Por David Díaz en El pacifista
Dilan Cruz duró tres días en cuidados intensivos antes de morir. Durante esos tres días el cúmulo de exigencias de los manifestantes del paro se condensó en una oración popular por su salud, y en una arenga ruidosa contra el uso desmedido de la fuerza del Estado. Antes de morir, de hecho, se convirtió en el nombre y el rostro del paro, en la fuerza personificada de la resistencia y la lucha popular. A falta de un líder cuyo rostro representase el clamor popular, el rostro de Dilan se ha convertido en una especie de faro que alienta la continuación de la protesta pacífica y aglutina las voces que reclaman dignidad.
El paro, en el que ha tenido cabida desde la protesta por la resolución que permite la pesca de tiburón para la comercialización de sus aletas hasta las exigencias por el respeto a los Acuerdos de Paz, no ha tenido un líder político que guíe el descontento colectivo. Cuando Petro quiso hacerlo, endilgándose cierto liderazgo que no tiene, la mayoría de las organizaciones civiles reconocieron su desfachatez y su impertinencia. El paro, en realidad, no le pertenece a ningún sector político en particular. Y ningún político podrá enarbolar las banderas de las marchas como si fuesen las suyas propias. Es como si saliendo a marchar no necesitásemos de nadie que nos represente. El pueblo en las calles se presenta, se hace presente, no se representa, precisamente porque aquellos que nos han representado no nos han hecho presentes. La cacerola es una muestra de esa presencia que se hace presente. La muerte de Dilan se ubica precisamente en esa inocuidad de nuestros representantes, y Dilan aglutina el clamor popular en la medida que con él sentimos con más fuerza nuestra propia presencia. Y sentimos, por supuesto, la incapacidad del Estado y su fuerza represiva para representarnos.
El cacerolazo, como símbolo estridente y armónico de la protesta pacífica, ha sido la manera más insistente del pueblo para alzar la voz hasta los oídos lelos del gobierno. Con la cacerola sonando, el mensaje básico y elemental ha sido que no se aboga por la violencia. Ni proveniente del Estado ni del pueblo. Es verdad que la Policía ha recibido varios ataques de vándalos, y que algunos de sus miembros han sido heridos. Pero nada de esto ha sido justificado por el grueso de los marchantes, cuya única arma ha sido la bulla metálica de las cacerolas.

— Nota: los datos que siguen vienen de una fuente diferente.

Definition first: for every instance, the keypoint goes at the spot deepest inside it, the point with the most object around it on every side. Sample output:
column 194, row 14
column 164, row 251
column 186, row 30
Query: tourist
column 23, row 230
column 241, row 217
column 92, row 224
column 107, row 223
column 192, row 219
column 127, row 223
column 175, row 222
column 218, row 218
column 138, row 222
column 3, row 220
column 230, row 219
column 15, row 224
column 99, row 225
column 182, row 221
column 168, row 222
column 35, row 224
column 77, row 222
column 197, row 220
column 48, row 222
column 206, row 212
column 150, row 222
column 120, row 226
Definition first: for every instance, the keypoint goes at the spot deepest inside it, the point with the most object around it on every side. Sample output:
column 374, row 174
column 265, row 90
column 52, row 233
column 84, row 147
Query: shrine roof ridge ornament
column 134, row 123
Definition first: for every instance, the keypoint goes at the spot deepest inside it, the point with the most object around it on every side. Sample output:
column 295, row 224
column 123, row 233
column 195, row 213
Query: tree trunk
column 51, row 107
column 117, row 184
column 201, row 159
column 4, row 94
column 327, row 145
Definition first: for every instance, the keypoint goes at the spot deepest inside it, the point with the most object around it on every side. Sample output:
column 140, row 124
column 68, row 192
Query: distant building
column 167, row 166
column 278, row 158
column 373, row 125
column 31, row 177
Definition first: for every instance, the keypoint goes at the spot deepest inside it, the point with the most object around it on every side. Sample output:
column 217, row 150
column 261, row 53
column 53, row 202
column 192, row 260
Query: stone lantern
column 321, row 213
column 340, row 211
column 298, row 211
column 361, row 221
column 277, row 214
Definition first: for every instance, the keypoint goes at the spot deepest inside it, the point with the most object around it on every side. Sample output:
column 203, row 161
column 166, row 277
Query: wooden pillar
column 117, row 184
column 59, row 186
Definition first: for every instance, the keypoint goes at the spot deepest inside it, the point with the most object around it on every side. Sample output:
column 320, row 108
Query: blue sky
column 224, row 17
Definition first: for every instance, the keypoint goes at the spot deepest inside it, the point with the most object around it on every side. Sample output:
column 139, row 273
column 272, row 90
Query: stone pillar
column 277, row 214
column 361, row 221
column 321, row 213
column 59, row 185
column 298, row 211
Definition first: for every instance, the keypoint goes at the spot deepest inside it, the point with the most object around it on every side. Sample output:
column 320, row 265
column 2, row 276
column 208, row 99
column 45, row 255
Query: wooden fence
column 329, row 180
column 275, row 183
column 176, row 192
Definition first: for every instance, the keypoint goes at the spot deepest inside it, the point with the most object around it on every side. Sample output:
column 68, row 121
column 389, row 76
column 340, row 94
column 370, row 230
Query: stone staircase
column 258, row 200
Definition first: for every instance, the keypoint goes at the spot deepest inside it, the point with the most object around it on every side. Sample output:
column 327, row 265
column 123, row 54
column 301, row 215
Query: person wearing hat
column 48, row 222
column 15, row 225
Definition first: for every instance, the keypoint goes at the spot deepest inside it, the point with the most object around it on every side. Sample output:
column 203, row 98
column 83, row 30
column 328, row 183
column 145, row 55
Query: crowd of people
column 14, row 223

Ojalá Dilan no se hubiera convertido en un símbolo de la protesta, en un símbolo de la capacidad destructiva del ESMAD, a pesar de empuñar armas supuestamente no letales; de la fuerza juvenil que se erige para construir un presente que garantice un futuro digno para el país; de la lucha popular por mejorar las condiciones de vida a través de la educación, la salud y el trabajo dignificante; de la injusticia del Estado y su incapacidad para escuchar a la sociedad civil; de las otras muertes causadas por la violencia y de la impotencia que genera no lograr detenerlas. Dilan es un símbolo no pedido. Pero, a pesar de esto, es un símbolo que da fuerza a las luchas populares y a la búsqueda de una verdadera justicia social. Ojalá el único símbolo poderoso hubiera sido el cacerolazo, que es símbolo, pero también materialidad concreta, ruidosa, estentórea. Una materialidad resonante y pacífica, poderosa y dignificante, explosiva pero revitalizante.
Paz en la tumba de Dilan Cruz. Paz para todos los policías, porque ellos, al igual que Dilan, son el pueblo. Paz para Colombia, y que la fuerza pacífica de las voces populares continúe.